By now, most of us have heard about or seen the Department of Education’s controversial milkshake consent video. Here are our thoughts on consent.

Three women of different ethnicities sitting together having an in depth conversation while drinking milkshakes

By now, most of us have heard about or seen the Department of Education’s controversial milkshake consent video. The video, which was part of the federal government’s “Respect Matters” campaign, has been criticised by some educators as confusing and trivialising what is a serious issue. While the video was quickly pulled, it’s a blaring reminder that we have a long way to go to progress the national conversation on consent. It’s also an important reminder that like all social issues, we need to look at consent through a gendered, intersectional lens.
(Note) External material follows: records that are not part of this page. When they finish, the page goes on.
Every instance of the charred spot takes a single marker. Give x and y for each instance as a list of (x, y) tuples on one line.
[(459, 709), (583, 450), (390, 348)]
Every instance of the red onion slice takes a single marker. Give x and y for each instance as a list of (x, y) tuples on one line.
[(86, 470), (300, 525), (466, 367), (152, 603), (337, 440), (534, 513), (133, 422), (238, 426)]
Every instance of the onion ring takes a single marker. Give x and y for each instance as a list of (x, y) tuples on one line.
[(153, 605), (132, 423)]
This means that alongside conversations about interpersonal consent, we should understand how discriminatory policies in the migration and health system can impact on people’s ability to consent.

We have written about how the concept of choice only works when you have the freedom and ability to act on every option available to you. The same can be said about consent. For migrant and refugee women, the dynamics of power and control in intimate and interpersonal relationships can be directly shaped by government policies related to migration and healthcare. These dynamics limit migrant and refugee women’s ability to consent.
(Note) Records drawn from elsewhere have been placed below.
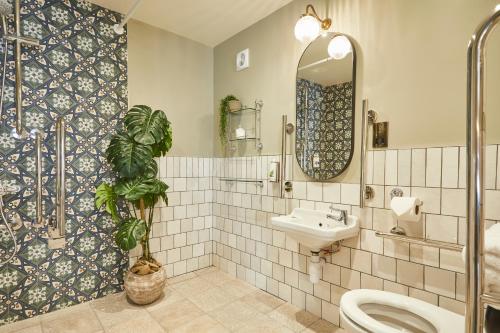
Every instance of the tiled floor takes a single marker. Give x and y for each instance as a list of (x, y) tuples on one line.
[(204, 301)]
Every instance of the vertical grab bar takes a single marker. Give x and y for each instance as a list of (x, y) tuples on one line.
[(475, 296), (39, 191), (283, 156), (60, 177), (367, 117)]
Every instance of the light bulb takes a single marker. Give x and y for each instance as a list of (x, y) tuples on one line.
[(307, 28), (339, 47)]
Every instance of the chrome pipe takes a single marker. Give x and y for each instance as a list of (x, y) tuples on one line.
[(475, 174), (19, 75), (60, 177)]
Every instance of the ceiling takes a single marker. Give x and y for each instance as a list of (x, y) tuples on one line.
[(209, 22)]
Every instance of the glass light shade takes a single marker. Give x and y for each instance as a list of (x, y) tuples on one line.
[(339, 47), (307, 28)]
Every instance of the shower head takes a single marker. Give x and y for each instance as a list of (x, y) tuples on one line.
[(5, 10), (5, 7)]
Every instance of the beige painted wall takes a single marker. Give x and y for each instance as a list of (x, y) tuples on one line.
[(174, 74), (411, 67)]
Take the issue of reproductive coercion, for example. Reproductive coercion is behaviour that interferes with the autonomy of a person to make decisions about their reproductive health. While the data on reproductive coercion in Australia is scarce, reports from service providers show that women from migrant and refugee backgrounds are more at risk.

There are intersecting interpersonal and structural factors that allow reproductive coercion to occur. As outlined in a recent report by Marie Stopes, there may be different understandings about what constitutes controlling behaviour and abuse in relationships. Pre-migration experiences and trauma, combined with patriarchal power structures, can also contribute to perpetrators’ coercive behaviour.  Visa restrictions prevent women from readily accessing government support services such as contraception, or maternal and abortion services. For women on visas, the out of pocket costs can be prohibitive.

The issue of consent is complex. One aspect of consent is about being informed and being able to act autonomously, without fear. It is also about having the financial means and economic security to make free decisions about one’s own body and health. Everyone has the right to be safe and supported to make informed choices about their lives and their bodies. If we want to make sure that the concept of consent is meaningful for all women, we should always consider the context in which consent exists and thus advocate for changes in all settings, including our healthcare system.